If your loan isn't federally backed, your lender, bank, mortgage company, or servicer might offer a forbearance or another form of relief, like a loan modification. Also, your state might require lenders to provide mortgage help to borrowers. Arizona, California, Connecticut, Massachusetts, New York, Oregon, Rhode Island, and the District of Columbia, for example, require lenders to give forbearances to certain borrowers dealing with financial hardships due to COVID-19.

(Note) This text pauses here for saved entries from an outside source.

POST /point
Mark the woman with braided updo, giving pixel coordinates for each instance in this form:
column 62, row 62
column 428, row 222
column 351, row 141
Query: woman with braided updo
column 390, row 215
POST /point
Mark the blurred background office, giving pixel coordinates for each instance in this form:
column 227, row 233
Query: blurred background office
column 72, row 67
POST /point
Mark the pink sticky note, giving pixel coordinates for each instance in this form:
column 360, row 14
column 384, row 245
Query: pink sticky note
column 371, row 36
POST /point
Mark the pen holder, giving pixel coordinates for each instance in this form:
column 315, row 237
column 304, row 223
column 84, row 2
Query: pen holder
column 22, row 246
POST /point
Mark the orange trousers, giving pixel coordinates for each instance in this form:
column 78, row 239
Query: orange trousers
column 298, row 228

Applying for Mortgage Payment Help Under Federal Law
Usually, subject to a few exceptions, federal law prevents a foreclosure from starting until you’re over 120 days delinquent on the loan. Also, under federal law, if you send the servicer a complete loss mitigation (foreclosure avoidance) application before foreclosure begins, it can’t start the process unless and until:
- it informs you that you don’t qualify for a foreclosure alternative (and any appeal has been exhausted)
- you decide not to accept whatever loss mitigation offer you get, or
- you don’t abide by the loss mitigation agreement, like if you fail to make timely payments on a trial modification.
If you’re already in foreclosure and you send the servicer a complete application more than 37 days before a foreclosure sale, federal law prohibits the servicer from asking a court for a foreclosure judgment or order of sale, or conducting a foreclosure sale, until one of the three conditions mentioned above has been met. However, federal law doesn't require the servicer to review more than one loss mitigation application unless you bring the loan current after applying.
State Laws or Your Loan Contract Might Provide Foreclosure Protections
State foreclosure laws set out the steps to the foreclosure process in that state. Many states have laws that give homeowners facing foreclosure specific rights and protections.
Getting More Help With Foreclosure
A local foreclosure attorney can tell you about federal laws and any state laws that could protect you in a foreclosure. A HUD-approved housing counselor can give you helpful information (at no cost) about loss mitigation options (ways to avoid a foreclosure).